A common problem in animal studies is pseudoreplication of data points due to a limit in the number of animals available in a study population.
I need to address any pseudoreplication and influence of individual in my study. I had planned to model ID (individual animal) as a random factor in a glmr.
In my main study, with a large data set I am using permutation based logistic regressions for whether animals of a certain age class are underweight.

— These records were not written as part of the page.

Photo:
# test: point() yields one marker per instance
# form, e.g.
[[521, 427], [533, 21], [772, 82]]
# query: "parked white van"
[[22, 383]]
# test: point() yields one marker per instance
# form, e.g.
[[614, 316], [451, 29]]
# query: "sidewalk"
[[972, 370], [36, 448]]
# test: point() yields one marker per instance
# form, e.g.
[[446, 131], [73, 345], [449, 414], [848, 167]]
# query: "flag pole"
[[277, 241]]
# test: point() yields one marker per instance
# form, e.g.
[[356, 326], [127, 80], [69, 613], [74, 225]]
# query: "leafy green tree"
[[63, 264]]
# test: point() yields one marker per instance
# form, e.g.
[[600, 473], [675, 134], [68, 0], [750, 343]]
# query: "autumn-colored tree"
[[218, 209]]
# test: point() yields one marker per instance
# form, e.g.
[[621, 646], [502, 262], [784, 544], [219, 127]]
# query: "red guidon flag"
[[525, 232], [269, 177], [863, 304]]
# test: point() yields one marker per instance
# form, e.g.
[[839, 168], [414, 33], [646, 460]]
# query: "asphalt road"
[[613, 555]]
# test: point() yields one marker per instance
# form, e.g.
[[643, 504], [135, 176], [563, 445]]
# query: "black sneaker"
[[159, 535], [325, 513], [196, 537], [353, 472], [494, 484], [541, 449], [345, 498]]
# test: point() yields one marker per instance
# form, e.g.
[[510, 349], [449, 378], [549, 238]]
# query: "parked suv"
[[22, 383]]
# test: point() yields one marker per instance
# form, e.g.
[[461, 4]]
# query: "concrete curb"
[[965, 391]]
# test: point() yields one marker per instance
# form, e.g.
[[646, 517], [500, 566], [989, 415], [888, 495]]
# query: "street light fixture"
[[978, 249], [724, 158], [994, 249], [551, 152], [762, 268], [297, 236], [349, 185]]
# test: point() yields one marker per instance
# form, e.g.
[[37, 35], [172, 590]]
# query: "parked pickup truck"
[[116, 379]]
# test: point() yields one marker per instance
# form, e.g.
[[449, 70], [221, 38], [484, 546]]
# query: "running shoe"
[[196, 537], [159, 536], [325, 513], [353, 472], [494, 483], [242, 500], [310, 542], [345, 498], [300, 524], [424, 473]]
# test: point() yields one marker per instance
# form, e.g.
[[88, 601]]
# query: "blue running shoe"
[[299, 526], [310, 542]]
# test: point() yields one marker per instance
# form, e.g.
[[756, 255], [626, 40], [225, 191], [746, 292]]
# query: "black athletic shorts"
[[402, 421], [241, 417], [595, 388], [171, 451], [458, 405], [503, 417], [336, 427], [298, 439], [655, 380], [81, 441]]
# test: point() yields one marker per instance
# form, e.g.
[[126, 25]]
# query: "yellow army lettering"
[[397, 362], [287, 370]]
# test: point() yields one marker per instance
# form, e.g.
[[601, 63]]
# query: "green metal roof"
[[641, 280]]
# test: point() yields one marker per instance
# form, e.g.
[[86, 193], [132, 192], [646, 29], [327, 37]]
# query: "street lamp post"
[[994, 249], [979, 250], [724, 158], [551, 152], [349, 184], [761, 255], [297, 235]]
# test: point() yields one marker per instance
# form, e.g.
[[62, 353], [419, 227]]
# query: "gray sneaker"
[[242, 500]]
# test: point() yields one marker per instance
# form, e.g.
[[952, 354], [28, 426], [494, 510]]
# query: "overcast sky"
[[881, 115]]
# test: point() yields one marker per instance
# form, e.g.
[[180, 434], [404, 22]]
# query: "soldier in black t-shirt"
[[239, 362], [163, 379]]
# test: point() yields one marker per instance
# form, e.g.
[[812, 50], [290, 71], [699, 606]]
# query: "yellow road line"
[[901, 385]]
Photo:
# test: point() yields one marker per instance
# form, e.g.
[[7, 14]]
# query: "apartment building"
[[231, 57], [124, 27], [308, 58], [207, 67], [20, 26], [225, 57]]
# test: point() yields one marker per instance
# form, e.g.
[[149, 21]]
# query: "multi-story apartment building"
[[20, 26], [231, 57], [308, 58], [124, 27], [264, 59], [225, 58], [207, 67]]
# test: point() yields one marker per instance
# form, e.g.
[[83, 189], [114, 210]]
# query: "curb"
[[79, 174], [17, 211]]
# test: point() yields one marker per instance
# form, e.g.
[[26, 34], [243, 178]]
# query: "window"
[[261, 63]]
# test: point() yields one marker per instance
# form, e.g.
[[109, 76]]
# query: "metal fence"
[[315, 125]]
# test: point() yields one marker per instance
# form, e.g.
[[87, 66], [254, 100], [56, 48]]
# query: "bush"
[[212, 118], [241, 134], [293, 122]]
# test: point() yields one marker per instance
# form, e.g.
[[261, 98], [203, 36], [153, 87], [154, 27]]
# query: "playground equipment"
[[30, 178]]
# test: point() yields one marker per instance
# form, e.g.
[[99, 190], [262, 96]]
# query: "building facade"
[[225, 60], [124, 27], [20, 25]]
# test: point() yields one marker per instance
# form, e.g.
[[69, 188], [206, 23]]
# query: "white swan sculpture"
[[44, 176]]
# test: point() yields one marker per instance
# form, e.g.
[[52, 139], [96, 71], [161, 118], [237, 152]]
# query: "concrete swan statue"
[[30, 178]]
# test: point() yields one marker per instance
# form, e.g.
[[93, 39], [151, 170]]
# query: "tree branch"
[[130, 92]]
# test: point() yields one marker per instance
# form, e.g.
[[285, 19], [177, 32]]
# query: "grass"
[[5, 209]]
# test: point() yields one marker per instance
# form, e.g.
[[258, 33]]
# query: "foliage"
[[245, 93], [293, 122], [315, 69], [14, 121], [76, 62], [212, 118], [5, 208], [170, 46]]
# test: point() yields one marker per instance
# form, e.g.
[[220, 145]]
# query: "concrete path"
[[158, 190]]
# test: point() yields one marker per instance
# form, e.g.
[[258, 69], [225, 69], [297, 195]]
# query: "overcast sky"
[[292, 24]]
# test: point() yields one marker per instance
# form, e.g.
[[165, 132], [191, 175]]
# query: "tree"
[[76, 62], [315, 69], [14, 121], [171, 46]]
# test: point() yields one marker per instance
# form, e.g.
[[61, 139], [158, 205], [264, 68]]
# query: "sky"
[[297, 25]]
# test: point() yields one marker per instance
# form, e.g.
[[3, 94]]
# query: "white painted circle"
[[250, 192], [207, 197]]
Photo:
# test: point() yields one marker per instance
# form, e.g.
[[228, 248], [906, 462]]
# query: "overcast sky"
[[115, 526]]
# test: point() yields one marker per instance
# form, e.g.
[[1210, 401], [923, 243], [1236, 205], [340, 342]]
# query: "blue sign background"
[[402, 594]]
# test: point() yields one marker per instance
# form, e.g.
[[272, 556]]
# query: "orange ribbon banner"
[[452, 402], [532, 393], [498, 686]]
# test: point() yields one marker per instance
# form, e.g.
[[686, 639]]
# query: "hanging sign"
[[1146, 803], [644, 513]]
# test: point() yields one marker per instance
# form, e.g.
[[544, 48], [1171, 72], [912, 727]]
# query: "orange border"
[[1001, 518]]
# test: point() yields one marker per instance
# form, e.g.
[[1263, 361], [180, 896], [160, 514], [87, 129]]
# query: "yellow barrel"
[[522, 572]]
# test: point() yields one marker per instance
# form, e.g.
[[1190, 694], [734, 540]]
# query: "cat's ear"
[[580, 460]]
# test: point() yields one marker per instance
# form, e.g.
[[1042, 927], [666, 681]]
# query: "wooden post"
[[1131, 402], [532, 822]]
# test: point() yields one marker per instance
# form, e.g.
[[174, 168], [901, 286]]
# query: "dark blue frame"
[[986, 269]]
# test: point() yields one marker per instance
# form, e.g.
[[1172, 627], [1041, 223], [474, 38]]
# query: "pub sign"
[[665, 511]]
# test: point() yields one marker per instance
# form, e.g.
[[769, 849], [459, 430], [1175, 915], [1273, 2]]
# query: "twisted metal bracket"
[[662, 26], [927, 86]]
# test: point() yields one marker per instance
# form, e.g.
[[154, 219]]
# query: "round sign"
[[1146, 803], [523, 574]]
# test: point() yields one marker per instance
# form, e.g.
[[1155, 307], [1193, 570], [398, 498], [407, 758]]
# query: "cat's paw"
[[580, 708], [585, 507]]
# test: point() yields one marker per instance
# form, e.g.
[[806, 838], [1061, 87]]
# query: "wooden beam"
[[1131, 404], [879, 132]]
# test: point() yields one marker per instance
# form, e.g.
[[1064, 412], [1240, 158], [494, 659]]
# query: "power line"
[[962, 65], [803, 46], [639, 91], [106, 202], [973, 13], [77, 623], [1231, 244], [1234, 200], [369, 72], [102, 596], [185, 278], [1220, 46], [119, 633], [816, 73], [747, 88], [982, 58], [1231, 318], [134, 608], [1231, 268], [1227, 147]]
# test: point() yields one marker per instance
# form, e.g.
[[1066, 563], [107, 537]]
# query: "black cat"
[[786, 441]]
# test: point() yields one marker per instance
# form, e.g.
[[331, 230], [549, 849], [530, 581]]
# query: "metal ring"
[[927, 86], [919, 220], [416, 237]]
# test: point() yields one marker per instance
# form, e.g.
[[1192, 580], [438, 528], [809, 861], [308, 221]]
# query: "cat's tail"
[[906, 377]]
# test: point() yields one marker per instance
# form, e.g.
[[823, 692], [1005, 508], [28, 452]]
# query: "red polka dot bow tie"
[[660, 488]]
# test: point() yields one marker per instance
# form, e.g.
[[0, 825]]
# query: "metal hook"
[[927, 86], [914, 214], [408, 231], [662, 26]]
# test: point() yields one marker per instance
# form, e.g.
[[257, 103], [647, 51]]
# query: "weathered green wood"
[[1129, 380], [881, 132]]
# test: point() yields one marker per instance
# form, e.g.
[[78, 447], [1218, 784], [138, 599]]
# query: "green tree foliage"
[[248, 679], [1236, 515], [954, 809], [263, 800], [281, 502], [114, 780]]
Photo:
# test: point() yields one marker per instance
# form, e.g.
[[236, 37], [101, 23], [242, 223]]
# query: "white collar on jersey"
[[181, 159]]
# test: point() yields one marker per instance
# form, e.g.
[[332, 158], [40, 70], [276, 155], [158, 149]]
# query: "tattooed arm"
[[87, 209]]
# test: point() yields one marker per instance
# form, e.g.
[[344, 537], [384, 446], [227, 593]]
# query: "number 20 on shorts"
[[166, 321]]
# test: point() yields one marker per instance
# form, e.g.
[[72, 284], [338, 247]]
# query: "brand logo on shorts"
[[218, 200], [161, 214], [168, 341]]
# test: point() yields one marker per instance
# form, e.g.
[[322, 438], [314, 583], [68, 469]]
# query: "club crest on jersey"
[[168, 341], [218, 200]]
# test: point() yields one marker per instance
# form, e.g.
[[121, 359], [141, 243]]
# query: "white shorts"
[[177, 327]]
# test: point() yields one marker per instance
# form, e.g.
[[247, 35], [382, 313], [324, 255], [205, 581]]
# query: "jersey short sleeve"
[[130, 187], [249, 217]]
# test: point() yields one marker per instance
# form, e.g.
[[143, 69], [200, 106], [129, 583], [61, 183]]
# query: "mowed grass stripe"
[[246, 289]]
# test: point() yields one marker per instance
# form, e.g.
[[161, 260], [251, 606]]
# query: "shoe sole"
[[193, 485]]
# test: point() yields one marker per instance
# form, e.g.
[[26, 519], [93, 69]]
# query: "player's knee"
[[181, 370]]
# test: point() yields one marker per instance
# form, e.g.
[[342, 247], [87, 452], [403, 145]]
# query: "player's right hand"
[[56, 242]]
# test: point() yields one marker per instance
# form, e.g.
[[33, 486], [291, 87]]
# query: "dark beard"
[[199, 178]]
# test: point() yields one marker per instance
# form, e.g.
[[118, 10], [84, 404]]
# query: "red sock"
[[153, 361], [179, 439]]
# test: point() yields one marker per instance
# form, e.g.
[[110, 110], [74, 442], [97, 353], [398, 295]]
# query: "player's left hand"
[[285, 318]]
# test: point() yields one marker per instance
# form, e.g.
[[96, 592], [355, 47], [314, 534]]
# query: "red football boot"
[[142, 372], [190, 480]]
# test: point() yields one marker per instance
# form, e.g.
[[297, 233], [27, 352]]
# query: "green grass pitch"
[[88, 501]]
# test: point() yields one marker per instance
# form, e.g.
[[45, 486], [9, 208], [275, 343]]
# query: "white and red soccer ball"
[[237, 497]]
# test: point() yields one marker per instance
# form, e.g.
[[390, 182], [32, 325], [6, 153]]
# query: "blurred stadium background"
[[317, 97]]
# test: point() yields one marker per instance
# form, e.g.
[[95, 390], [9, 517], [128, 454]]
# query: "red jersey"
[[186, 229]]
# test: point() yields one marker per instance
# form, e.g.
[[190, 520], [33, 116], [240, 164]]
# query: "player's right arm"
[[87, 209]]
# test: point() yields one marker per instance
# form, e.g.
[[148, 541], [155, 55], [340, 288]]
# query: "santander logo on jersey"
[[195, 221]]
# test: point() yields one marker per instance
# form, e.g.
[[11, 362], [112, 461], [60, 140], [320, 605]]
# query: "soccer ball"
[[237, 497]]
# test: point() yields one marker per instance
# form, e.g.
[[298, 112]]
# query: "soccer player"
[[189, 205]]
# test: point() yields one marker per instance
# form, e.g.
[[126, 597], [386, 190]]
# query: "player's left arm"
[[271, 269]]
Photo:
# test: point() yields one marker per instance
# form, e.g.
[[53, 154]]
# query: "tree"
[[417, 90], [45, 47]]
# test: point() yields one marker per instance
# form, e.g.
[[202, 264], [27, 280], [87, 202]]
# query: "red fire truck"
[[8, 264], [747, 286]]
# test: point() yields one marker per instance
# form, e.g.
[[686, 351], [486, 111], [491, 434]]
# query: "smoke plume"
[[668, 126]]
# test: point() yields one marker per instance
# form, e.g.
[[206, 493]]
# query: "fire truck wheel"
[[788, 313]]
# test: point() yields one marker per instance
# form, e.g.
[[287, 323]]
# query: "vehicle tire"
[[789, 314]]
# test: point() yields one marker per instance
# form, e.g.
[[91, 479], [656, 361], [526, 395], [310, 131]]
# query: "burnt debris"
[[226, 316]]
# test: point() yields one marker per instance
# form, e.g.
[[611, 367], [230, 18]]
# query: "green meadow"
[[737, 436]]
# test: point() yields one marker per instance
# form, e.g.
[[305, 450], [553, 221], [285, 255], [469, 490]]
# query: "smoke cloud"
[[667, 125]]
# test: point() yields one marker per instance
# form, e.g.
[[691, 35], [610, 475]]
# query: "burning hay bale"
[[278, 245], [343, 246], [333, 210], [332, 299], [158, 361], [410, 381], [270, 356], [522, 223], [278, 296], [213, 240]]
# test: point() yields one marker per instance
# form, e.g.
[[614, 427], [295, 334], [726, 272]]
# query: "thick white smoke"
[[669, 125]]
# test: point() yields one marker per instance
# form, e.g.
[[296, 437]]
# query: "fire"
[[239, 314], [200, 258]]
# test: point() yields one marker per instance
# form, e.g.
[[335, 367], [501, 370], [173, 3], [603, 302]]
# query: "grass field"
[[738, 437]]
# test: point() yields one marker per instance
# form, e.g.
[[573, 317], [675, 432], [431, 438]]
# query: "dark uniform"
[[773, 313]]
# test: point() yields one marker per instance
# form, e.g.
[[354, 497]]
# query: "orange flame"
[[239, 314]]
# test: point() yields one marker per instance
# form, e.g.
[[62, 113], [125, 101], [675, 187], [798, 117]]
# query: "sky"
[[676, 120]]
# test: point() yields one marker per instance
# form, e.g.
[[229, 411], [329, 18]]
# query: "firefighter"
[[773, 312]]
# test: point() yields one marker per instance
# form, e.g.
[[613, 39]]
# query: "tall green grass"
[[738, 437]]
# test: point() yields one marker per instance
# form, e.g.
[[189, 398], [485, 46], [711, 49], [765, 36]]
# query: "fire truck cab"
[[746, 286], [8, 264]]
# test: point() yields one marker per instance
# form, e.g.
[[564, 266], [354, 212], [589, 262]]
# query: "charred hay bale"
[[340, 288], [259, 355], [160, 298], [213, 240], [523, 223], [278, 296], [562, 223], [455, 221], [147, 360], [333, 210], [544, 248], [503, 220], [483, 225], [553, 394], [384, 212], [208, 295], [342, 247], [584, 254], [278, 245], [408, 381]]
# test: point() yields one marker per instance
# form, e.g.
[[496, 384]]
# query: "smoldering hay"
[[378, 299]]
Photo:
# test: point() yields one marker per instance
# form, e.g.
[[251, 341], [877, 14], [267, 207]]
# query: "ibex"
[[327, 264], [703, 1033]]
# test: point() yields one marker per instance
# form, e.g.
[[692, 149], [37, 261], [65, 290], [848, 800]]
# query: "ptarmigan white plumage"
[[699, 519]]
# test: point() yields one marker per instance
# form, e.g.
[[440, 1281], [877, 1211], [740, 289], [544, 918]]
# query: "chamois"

Looking at a model :
mod1 <- glm(Underweight ~ Age.Class, family = binomial(), data = data)
against (likelihood ratio test) a permuted data set of the same data, this finds Age class predicts tendency to be underweight.
To factor in ID into this, I assign individual identity to a subset of my data (was not possible time wise to ID whole data set) I had planned to address pseudo replication as a post hoc assessment on the work with this subset of data.
I am confused as to the method for this, would I:
a) do a simple LRT test between a model that factors in ID and doesn't, if there is no sig difference then ID has no effect, i.e.:
glm1 <- glmer(Underweight ~ Age.Class + (1 | ID.number),
family = binomial(), data = data)
glm2 <- glmer(Underweight ~ Age.Class,
family = binomial(), data = data)
lrtest(glm1, glm2)
Or
b) Do I also need to interpret ID into some kind of permutation test like the original model?